Читать книгу Little Book of Wooden Boxes - Oscar Penn Fitzgerald - Страница 12

Personal Boxes

Оглавление

In addition to gift boxes, a number of other specialized containers were popular in the eighteenth and nineteenth centuries. Gentlemen carried nutmeg and graters to flavor their custard, and had pillboxes in their pockets. Different boxes held breath mints and candy, often in elegant boot-shaped boxes and other forms. Comfit boxes filled with candied fruit or seeds were also popular during the nineteenth century.

Women carried round, oval or heart-shaped patch boxes to store swatches of silk or taffeta that they applied to their faces to hide the ravages of smallpox and other blemishes.

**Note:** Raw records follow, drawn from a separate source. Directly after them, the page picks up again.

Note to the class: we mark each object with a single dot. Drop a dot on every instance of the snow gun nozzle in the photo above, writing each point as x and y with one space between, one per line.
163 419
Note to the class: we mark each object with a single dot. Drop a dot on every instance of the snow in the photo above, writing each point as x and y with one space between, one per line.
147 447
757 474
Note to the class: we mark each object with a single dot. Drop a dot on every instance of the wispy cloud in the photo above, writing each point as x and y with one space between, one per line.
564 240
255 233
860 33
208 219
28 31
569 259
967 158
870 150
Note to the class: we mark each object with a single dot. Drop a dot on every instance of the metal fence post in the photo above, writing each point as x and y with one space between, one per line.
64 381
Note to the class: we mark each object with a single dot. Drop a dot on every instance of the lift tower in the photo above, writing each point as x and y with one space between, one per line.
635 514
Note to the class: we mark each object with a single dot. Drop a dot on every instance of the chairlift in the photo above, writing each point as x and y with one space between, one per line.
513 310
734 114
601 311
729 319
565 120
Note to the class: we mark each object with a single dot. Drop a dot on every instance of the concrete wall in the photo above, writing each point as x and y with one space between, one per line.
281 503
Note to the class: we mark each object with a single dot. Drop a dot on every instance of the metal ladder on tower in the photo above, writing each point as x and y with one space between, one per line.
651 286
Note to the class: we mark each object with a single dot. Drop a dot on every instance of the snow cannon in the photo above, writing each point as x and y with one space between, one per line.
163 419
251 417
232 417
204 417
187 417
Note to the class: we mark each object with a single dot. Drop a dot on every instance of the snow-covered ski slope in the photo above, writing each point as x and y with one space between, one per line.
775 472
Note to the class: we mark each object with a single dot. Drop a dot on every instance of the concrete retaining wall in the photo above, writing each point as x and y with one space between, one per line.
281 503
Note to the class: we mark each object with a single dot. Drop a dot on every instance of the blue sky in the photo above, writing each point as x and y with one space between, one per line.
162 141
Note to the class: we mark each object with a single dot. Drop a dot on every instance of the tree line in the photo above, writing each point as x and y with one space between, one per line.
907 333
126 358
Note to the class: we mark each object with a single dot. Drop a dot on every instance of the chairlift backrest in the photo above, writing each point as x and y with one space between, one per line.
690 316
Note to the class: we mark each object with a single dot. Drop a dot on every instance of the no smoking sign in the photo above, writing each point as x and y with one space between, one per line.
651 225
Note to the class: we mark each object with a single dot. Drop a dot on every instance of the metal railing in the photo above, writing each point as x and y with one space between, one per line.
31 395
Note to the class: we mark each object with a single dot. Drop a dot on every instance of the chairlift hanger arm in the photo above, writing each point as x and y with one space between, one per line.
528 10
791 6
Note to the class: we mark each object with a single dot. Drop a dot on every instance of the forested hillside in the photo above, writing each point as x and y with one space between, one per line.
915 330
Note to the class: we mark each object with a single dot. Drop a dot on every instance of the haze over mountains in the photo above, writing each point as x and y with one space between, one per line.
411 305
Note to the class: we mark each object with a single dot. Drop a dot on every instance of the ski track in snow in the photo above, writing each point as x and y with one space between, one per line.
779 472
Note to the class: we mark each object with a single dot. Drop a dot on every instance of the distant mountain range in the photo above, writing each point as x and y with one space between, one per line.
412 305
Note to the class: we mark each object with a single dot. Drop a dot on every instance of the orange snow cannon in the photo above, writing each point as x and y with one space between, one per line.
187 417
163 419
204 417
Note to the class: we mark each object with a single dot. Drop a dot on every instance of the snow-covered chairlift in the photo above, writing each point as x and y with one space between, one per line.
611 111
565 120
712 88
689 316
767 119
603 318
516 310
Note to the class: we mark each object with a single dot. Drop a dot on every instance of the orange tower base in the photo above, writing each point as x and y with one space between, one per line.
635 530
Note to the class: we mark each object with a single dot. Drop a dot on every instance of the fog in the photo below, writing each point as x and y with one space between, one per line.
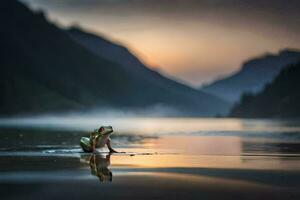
130 123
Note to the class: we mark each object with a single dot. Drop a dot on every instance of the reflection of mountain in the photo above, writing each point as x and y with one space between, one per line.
269 147
44 69
253 75
280 98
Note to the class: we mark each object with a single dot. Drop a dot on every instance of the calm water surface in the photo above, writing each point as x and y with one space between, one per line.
260 154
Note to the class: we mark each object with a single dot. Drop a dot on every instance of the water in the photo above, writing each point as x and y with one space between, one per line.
262 155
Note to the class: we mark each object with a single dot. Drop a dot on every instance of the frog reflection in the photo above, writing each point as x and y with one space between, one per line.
99 167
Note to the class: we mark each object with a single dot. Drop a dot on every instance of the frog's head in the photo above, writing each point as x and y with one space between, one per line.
105 130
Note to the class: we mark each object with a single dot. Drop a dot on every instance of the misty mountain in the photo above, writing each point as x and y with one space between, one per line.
279 99
45 69
252 76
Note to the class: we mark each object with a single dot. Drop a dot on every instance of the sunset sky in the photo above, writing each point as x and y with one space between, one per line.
193 41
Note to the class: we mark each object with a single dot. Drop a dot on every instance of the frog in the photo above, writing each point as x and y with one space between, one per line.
98 139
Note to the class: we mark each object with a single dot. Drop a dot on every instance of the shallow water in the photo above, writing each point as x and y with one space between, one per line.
187 154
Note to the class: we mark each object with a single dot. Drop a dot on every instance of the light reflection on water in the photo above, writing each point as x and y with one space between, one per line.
179 142
156 125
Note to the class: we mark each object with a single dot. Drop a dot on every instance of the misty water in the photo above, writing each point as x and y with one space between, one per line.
261 156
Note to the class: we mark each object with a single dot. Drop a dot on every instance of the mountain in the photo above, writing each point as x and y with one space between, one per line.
252 76
279 99
44 69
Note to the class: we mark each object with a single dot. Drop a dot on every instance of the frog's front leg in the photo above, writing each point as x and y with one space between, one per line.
85 144
111 150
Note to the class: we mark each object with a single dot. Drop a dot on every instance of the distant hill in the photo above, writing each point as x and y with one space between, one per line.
252 76
45 69
279 99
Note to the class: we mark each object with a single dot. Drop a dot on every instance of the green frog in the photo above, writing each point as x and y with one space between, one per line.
97 139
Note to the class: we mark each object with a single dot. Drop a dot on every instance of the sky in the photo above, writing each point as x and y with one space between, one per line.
193 41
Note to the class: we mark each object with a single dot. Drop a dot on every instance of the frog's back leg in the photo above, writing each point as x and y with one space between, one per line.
85 144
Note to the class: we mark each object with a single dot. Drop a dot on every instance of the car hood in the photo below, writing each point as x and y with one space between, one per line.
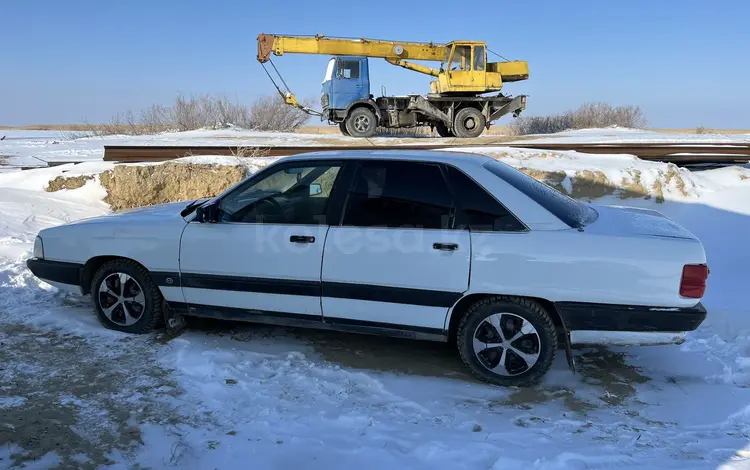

Fancy boxes of silver, gold, ivory, or enamel were often fitted with a gum-pot and brush to stick the fabric patch to the cheek. Other boxes, similar to women’s compacts today, held mirrors, rouge, and kohl for the eyes.

Among the ubiquitous containers are jewelry boxes, usually fitted with satin or velvet and divided into compartments to hold expensive body adornments.


This early nineteenth century, curly maple, schoolgirl box was probably made at the Bath, Maine, Female Academy. It is painted with romantic, ancient Greek and Roman scenes, including the eruption of Mount Vesuvius in 79 C.E.

By the mid-eighteenth century, trinket boxes to hold less-expensive items became popular. Trinkets were essentially small ornaments including jewelry, but also chains, beads, buckles, ribbons, and pendants. The women at female academies that sprung up around the United States in the early nineteenth century decorated many of these square or octagonal boxes. Trinket boxes and jewelry boxes continue in popularity to this day.